On September 1, 2021, decades of charging for driving on these highways ends. The end of the concessions has its positive side, no doubt, but it aggravates the burden on public accounts with those same highways.
The actual AP-2 It is one of the oldest highways in Spain, as it was built between 1969 and 1977, linking Zaragoza with El Vendrell, an alternative to the N-II. Tomorrow it will stop being toll, it always had been. It is the main connection of Catalonia with the rest of Spain by road, in addition to the AP-7.
The latter, for its part, is a highway that runs between the border with France (La Jonquera) and Almería (Vera), which also has a separate section between Malaga and Algeciras. The first section of the AP-7 dates from 1969. It was a long time before circulating through Spain on high-capacity roads was a reality.
Much of the AP-7 had already been released from tolls. In 2020 it was already possible to circulate between Salou and Alicante without having to pay a penny. From tomorrow, Nothing will be paid between France and the Alicante ring road. The Cartagena-Vera section and the Malaga-Algeciras section will continue to be paid.
This video was the germ of the movement «No vull pago» (I do not want to pay), which protested against tolls by passing drivers without paying, taking advantage of a legal vacuum that was blocked that same year
Not only that, the tolls dependent on the Generalitat de Catalunya in the C-32 (Montgat-Palafolls) and C-33 (Barcelona-Granollers). An end to a historical asymmetry, whereby Catalonia had highways first, but it had toll roads, and the difference became palpable when in the rest of Spain there were hardly any tolls, because the works were made with public money.
The AP-2 and AP-7, when liberalized, will save their users more than 500 million euros a year
What’s more, if we do a little memory, and we go to 2012, there was a great claim in Catalonia against tolls, and it was precisely the independence movement. On March 29, a neighbor from Angles decided that he would not pay his toll on the AP-7 and uploaded the video to YouTube. It was the spark of an anti-tolling movement.
The Government of Spain, then part of the Popular Party, ended up settling the issue by eliminating the legal gap that tolerated passing a toll without paying. From there, the movement went lower profile, but that precedent was set. The Catalans were fed up with paying, repaying and tripping already amortized highways and with long concessions for political reasons. From tomorrow the State will no longer have a kilometer of toll in Catalonia, those that remain depend all on the Generalitat.
The images of the tolls in Catalonia jammed with cars will now become a stock image
At first it will be a very happy moment because motorists will be able to pass through the tolls with the barriers raised, without stopping, only respecting a small speed limit while the facilities are dismantled. There will be a large transfer of traffic from alternative routes to highways.
In Catalonia there will only be four sections with tolls totaling 130 kilometers, which are in force until 2037-2039
Among the beneficiaries, all those drivers who will save good money and who will not have to choose if they save it in exchange for taking a higher risk (driving on two-way roads) or if they continue to deposit money in private companies that had the concession of exploitation.
Among those harmed, the employees of said concession companies, especially the collectors, who despite the automated and digital means are still at the booths for payment in cash or by card. Today is your last day of work.
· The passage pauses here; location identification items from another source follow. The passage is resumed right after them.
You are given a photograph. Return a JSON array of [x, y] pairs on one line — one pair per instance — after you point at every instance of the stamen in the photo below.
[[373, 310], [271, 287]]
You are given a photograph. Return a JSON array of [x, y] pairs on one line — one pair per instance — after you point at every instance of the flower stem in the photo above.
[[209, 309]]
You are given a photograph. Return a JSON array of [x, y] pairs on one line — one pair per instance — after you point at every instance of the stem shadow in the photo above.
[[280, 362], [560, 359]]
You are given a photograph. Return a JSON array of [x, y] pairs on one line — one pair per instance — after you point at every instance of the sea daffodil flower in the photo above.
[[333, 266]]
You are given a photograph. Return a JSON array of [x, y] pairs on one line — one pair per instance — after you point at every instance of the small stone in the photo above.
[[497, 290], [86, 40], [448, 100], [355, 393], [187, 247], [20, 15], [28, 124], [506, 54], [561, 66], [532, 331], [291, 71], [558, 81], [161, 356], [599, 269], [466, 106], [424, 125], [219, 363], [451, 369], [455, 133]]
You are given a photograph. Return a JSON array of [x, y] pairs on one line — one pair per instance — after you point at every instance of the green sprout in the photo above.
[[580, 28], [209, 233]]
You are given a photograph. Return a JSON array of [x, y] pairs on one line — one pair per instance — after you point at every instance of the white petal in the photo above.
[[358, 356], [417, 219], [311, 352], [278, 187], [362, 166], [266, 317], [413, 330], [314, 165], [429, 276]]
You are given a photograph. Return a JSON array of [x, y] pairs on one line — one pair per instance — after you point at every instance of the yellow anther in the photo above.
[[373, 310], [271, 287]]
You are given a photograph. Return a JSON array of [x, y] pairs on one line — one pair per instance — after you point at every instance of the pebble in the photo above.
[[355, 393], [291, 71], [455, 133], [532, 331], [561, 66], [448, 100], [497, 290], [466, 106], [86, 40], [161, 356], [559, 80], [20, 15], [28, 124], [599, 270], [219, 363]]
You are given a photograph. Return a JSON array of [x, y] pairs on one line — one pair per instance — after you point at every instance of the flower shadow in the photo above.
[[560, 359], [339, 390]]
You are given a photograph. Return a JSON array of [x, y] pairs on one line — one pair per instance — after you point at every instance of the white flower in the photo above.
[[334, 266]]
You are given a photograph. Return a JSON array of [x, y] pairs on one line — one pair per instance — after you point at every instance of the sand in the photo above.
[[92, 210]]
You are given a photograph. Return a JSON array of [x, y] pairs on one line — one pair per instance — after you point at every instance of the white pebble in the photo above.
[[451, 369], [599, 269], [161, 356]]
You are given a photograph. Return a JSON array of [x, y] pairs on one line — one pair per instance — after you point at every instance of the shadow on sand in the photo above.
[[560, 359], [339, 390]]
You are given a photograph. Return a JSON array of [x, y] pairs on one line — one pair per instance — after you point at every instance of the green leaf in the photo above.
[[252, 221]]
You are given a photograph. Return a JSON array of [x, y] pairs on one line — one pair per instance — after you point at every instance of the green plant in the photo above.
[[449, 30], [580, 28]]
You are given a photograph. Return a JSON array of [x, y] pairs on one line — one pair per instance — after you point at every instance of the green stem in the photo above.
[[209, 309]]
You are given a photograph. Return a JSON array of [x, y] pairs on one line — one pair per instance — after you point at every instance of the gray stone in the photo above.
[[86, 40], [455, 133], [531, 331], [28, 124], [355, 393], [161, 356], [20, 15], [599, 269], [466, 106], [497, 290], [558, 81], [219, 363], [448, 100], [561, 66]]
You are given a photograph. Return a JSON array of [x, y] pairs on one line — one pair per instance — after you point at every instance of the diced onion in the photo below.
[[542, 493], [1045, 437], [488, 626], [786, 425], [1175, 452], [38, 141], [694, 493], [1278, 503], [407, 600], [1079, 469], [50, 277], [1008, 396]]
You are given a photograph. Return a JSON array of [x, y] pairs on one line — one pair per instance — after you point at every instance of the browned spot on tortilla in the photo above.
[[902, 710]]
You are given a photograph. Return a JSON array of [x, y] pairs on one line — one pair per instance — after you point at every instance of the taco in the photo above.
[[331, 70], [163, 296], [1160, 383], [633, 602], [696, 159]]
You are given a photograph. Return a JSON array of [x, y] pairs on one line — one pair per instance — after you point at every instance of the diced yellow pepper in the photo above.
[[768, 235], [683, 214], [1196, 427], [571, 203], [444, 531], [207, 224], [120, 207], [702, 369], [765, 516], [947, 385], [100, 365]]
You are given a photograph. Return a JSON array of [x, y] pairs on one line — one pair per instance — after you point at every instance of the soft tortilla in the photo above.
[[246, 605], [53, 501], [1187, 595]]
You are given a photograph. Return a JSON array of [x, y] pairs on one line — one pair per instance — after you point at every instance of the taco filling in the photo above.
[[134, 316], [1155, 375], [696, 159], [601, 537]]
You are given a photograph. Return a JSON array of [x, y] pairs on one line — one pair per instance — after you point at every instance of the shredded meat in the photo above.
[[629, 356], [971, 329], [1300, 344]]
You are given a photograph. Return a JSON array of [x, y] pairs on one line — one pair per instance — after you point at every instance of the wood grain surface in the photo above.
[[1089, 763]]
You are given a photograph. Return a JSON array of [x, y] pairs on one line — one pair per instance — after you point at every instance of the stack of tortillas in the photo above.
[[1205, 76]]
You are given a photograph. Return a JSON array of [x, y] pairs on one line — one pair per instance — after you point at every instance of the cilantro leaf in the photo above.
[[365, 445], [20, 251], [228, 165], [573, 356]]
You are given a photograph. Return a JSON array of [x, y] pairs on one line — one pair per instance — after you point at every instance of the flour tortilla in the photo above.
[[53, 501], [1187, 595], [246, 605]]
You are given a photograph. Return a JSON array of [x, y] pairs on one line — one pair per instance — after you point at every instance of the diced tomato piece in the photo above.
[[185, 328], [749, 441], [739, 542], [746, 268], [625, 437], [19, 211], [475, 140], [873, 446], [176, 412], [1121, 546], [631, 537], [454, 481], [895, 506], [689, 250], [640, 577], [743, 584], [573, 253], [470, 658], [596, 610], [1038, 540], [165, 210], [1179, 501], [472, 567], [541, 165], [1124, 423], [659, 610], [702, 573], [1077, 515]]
Regarding the maintenance of these roads, will cost everyone money, not users.
AP-7 passing through Barcelona – Photography: Jorge Franganillo (Flickr) CC BY
The happiness may be temporary, the State already had a beastly road maintenance deficit (lack of investment), and between 2018 and 2021 it has been burdened with kilometers of highways that are no longer toll roads: AP-1, AP- 2, AP-4 and AP-7. That deficit is increasing.
Although there will be an evident collective benefit due to the reduction in the accident rate of the alternative roads -as already happened with the AP-1-, since all this has a cost, the question arises of how these roads are paid with public money, charged to budgets or charging again for its use although that does not imply toll booths or barriers.
The current government, a coalition of PSOE with UP, has been letting it fall for months that it is something that is being studied, that it happens in countries all over Europe … inch by inch they are creeping into us. Anti-tolling movements in Catalonia will not disappearThey will be on the lookout in case someone thinks of putting them back on, and they will surely manifest. In the rest of Spain it will also happen.